Ljudmila Ulitzkaja - Maschas Glück / Ljudi nasego carja / Люди нашего царя

  • Klappentext:
    Unglückliche Ehen und glückliche Mesalliancen, falsche Mütter und untergeschobene Söhne, mal heiter, mal wolkig - Ljudmila Ulitzkaja erzählt vom ganz normalen Leben in Russland. Und von Frauen, die ihrem Leben an einem scheinbar aussichtslosen Punkt eine unerwartete Wendung geben. Die Erzählungen bestechen durch scharfe Beobachtungsgabe, verschmitzten Humor, leise Töne und Zwischentöne sowie die liebevolle Sympathie der Autorin für ihre Figuren. (Verlagsseite dtv)


    Zur Autorin:
    Ljudmila Ulitzkaja, geboren 1943 bei Jekaterinburg, wuchs in Moskau auf. Sie schreibt Drehbücher, Hörspiele, Theaterstücke und erzählende Prosa.

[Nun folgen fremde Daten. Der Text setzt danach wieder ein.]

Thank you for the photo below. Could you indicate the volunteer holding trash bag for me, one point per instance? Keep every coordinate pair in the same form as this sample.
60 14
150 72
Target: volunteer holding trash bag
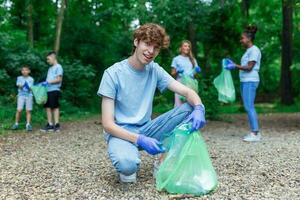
24 84
127 89
184 65
53 84
249 77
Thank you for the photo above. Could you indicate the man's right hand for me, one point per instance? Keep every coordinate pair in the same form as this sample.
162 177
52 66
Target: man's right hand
150 145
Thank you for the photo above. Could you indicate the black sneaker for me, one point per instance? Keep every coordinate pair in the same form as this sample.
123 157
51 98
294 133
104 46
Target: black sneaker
48 128
57 127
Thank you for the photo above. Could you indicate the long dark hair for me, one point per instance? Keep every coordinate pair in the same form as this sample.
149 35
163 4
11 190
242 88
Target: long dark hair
190 54
250 32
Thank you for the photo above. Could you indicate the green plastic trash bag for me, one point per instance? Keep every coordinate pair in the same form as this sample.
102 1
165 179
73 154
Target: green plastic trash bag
225 86
190 83
40 94
187 168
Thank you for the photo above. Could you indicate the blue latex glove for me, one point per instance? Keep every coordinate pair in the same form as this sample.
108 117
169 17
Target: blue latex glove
197 69
26 87
179 71
197 117
44 83
151 145
229 64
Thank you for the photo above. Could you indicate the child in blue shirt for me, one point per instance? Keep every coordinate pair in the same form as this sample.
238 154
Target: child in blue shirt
24 84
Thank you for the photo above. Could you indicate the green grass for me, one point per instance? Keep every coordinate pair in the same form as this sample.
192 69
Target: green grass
67 113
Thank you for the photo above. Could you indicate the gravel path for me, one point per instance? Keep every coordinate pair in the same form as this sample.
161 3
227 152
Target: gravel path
74 165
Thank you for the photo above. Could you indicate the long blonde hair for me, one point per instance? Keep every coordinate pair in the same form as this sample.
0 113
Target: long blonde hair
190 54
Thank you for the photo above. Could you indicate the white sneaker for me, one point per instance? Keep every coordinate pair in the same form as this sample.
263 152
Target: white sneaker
251 137
128 179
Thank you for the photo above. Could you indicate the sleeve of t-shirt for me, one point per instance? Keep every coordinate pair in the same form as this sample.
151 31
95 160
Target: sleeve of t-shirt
19 81
254 55
163 79
59 71
107 86
174 63
196 64
30 84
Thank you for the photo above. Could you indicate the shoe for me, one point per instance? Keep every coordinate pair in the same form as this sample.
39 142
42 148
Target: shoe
48 128
128 179
251 137
57 128
28 127
15 127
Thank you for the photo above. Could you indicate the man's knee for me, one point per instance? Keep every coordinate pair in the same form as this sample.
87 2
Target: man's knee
127 166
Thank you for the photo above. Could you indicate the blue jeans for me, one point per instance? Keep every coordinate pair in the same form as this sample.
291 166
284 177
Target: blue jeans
125 155
248 92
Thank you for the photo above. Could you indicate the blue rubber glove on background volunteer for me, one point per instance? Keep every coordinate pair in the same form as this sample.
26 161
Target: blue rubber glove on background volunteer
229 64
197 70
150 145
179 71
44 83
197 117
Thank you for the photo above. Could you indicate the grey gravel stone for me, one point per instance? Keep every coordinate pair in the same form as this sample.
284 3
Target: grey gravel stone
73 164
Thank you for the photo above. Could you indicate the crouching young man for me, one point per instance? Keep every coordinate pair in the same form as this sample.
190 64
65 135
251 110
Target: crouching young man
127 89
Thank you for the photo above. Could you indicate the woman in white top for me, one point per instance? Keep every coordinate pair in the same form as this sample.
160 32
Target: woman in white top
184 64
249 78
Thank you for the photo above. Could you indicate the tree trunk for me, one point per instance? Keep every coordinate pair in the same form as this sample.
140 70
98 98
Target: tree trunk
245 9
192 38
30 24
59 23
191 29
286 52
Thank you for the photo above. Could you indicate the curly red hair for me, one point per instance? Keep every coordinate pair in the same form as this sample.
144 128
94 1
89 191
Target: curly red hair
153 34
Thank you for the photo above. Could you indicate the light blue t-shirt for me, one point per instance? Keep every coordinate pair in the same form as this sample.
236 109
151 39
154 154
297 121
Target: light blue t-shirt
53 73
133 90
252 54
21 81
183 62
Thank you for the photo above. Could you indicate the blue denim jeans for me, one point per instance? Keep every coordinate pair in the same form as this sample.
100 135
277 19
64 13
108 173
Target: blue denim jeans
125 155
248 92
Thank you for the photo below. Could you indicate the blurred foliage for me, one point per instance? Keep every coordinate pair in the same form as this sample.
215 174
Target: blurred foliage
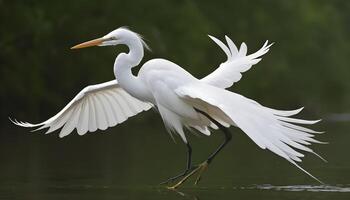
308 64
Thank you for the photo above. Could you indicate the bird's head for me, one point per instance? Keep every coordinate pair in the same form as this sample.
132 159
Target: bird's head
118 36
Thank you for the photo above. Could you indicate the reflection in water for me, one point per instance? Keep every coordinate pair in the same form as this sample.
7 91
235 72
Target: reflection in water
182 194
299 188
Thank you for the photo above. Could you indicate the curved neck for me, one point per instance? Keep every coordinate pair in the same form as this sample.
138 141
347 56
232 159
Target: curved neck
123 65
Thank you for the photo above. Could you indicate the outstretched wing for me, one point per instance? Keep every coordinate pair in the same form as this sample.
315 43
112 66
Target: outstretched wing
271 129
95 107
237 62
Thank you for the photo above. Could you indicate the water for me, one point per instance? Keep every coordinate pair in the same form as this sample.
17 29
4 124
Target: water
126 163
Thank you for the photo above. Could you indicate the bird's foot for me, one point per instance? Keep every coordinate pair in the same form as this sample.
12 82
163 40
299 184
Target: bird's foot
198 169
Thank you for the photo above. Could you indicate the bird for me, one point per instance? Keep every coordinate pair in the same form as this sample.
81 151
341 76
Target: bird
184 102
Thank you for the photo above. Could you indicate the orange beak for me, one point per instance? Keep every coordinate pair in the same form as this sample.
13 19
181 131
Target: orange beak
90 43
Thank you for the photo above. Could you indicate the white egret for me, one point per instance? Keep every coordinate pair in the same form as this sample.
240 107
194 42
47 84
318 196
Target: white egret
182 101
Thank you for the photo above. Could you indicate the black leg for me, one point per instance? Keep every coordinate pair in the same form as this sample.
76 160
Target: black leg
188 165
199 169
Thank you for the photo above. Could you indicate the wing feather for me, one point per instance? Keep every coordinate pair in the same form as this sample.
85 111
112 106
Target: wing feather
237 62
95 107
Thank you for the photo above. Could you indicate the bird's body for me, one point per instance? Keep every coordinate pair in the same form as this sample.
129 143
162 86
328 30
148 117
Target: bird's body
182 100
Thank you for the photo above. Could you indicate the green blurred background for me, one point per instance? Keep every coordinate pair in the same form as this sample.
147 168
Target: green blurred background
307 66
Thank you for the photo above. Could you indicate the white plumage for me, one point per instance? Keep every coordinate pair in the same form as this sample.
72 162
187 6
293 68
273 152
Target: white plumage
178 96
95 107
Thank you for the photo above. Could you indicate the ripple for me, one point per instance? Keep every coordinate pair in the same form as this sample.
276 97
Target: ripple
308 188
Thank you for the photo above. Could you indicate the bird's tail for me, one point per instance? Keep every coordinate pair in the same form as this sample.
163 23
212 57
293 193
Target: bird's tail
269 128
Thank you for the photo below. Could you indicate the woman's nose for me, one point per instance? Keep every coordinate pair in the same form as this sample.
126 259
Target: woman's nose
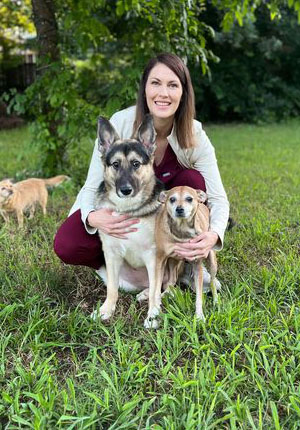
163 91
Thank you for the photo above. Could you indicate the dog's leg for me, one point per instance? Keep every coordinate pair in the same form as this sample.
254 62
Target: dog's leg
114 263
4 215
31 211
43 202
155 267
213 272
20 218
198 281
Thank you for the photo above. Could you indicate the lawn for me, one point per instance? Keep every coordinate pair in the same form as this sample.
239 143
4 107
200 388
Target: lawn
241 370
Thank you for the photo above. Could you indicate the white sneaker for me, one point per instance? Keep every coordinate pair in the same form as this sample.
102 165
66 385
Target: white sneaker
187 276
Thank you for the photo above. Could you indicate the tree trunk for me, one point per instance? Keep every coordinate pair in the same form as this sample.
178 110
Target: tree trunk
46 28
49 55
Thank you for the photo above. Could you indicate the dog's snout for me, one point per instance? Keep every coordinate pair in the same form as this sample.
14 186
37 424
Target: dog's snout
126 190
179 211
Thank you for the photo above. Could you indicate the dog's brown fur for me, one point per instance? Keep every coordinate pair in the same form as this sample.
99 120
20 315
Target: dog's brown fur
24 195
182 217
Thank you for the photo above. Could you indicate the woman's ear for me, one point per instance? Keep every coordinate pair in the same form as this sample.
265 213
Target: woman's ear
107 135
146 133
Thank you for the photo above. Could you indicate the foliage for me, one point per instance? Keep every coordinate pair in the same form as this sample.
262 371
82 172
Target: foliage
61 370
14 18
258 77
102 41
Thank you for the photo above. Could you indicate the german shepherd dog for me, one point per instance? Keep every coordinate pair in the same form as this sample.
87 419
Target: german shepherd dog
129 187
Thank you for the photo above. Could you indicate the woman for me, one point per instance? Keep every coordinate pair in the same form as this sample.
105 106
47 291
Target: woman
183 156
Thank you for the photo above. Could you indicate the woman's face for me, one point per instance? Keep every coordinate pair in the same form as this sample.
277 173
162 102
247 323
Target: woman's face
163 92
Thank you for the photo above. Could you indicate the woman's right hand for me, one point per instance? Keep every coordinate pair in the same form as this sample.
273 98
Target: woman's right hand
110 222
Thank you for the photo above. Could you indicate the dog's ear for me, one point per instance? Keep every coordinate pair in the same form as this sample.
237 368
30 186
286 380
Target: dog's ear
202 196
107 135
162 197
146 133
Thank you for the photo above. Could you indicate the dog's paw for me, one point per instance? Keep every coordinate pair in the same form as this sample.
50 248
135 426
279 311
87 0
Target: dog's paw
104 313
143 295
152 318
151 323
170 291
200 316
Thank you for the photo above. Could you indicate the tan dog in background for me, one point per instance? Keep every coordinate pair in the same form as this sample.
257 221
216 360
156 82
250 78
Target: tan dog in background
24 195
182 217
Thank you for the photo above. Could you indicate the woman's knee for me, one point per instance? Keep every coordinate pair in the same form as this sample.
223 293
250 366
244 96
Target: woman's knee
66 250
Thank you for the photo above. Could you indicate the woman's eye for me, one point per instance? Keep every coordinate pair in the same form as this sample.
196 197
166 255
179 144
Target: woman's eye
136 164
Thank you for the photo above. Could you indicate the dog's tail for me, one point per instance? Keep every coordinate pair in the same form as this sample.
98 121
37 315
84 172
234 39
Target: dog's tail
56 180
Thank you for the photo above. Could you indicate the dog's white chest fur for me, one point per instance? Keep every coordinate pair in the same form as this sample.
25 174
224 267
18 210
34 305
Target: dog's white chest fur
138 246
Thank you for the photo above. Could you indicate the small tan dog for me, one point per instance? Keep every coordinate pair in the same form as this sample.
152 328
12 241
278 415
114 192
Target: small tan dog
24 195
182 217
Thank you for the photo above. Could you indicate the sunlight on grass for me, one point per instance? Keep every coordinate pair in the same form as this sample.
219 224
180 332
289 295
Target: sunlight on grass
61 370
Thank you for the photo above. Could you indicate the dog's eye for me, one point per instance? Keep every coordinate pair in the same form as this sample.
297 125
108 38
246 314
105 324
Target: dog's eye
115 165
136 164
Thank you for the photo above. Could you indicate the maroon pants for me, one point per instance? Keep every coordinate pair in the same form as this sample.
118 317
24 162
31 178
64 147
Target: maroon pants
74 245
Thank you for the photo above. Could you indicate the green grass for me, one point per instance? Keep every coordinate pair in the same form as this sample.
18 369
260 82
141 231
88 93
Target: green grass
241 370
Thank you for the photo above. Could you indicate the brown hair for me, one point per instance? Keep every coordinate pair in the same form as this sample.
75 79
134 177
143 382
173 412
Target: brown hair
186 110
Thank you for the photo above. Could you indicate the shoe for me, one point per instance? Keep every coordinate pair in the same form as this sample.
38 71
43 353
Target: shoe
187 278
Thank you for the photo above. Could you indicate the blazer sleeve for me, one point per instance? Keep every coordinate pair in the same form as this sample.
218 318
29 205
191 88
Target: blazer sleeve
204 160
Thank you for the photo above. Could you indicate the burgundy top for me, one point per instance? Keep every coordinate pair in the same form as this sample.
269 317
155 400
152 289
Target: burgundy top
168 167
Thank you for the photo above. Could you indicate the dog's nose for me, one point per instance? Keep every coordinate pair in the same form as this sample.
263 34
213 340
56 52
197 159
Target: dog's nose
126 190
179 211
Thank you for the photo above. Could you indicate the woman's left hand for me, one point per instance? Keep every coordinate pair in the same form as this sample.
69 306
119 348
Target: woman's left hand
198 247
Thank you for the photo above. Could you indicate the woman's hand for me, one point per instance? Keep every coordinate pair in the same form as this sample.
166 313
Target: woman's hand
112 223
198 247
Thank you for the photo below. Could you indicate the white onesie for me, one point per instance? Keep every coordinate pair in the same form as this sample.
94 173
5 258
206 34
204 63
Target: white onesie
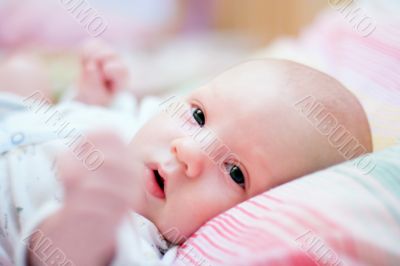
32 133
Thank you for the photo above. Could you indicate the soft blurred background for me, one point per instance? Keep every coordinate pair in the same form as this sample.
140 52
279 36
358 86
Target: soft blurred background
168 42
178 44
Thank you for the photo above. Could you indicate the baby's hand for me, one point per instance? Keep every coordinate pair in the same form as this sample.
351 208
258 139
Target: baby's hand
95 202
103 74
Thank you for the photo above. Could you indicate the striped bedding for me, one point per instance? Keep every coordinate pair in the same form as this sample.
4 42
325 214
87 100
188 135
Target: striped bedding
339 216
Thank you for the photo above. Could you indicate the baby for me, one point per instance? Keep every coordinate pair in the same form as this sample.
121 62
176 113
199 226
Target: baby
241 134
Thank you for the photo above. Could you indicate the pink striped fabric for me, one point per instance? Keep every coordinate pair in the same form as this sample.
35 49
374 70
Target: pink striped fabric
339 216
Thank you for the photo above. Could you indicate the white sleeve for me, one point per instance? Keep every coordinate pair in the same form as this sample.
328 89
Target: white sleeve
138 242
29 229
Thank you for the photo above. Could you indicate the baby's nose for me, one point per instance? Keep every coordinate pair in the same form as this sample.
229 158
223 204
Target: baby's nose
189 153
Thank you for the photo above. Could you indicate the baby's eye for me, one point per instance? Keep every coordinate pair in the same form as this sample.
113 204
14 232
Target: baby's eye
198 115
236 174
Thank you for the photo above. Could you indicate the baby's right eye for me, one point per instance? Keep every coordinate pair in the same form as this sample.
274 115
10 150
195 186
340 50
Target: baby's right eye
198 115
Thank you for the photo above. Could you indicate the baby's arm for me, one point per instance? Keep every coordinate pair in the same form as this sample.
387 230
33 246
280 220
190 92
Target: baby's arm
103 74
95 202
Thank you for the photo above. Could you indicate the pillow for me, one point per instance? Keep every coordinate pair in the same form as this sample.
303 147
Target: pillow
338 216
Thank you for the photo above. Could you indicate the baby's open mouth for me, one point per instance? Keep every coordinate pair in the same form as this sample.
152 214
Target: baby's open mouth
159 179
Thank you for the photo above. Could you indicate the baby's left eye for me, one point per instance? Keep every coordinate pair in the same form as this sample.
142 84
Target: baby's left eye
236 174
198 115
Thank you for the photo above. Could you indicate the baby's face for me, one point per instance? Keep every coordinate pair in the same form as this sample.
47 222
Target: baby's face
201 156
232 139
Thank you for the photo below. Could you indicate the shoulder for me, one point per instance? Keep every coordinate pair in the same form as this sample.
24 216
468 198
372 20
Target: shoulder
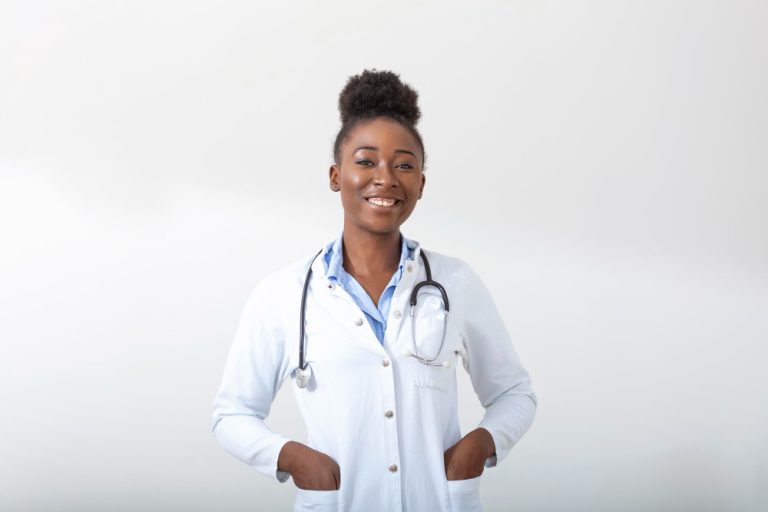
452 268
282 281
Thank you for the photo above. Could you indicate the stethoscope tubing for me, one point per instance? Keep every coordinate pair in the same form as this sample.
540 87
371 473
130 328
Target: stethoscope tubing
303 372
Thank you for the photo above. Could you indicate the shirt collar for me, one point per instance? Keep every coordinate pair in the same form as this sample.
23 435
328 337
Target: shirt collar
334 258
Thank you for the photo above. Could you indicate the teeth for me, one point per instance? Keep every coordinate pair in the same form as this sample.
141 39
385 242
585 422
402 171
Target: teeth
381 202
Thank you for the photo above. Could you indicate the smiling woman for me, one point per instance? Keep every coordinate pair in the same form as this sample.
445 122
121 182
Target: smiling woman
379 398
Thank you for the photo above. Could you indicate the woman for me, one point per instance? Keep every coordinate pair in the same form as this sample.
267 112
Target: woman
376 386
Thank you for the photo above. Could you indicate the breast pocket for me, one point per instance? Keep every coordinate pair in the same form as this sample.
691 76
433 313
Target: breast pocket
426 328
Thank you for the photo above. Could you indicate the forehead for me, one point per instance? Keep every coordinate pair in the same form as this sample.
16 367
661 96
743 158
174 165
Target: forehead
382 133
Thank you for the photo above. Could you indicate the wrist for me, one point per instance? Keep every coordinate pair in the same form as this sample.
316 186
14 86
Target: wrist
287 456
489 446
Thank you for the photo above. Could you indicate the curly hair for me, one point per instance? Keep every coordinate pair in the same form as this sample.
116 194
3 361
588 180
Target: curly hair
374 94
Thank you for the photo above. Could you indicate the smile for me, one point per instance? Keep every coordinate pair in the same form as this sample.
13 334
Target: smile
380 201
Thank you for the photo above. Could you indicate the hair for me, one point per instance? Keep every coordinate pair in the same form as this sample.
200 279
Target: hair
374 94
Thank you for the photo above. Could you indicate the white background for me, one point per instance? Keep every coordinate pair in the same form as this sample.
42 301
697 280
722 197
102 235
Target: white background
603 166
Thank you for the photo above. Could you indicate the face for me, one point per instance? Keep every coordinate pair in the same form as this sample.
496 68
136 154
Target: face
379 175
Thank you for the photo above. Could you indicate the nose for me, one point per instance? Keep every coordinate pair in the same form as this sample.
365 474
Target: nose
384 176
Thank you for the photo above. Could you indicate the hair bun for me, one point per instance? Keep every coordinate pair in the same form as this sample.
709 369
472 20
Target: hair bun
378 93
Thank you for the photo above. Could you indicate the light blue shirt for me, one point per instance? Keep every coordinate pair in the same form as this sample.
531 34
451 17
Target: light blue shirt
377 316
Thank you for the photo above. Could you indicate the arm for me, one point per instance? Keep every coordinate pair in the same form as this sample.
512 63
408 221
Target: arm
256 367
501 383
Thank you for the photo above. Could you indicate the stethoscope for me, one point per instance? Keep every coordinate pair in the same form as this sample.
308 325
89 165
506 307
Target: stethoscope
304 371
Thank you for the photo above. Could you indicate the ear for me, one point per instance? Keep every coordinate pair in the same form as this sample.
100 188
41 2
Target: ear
333 175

Ihre Werke wurden in viele Sprachen übersetzt und mit zahlreichen Auszeichnungen bedacht: 1996 erhielt sie den Prix Médicis, 2001 den russischen Booker Prize. 2008 wurde ihr der Aleksandr-Men-Preis für die interkulturelle Vermittlung zwischen Russland und Deutschland verliehen. 2014 erhielt sie den Österreichischen Staatspreis für Europäische Literatur. Ljudmila Ulitzkaja lebt in Moskau. (Verlagsseite dtv)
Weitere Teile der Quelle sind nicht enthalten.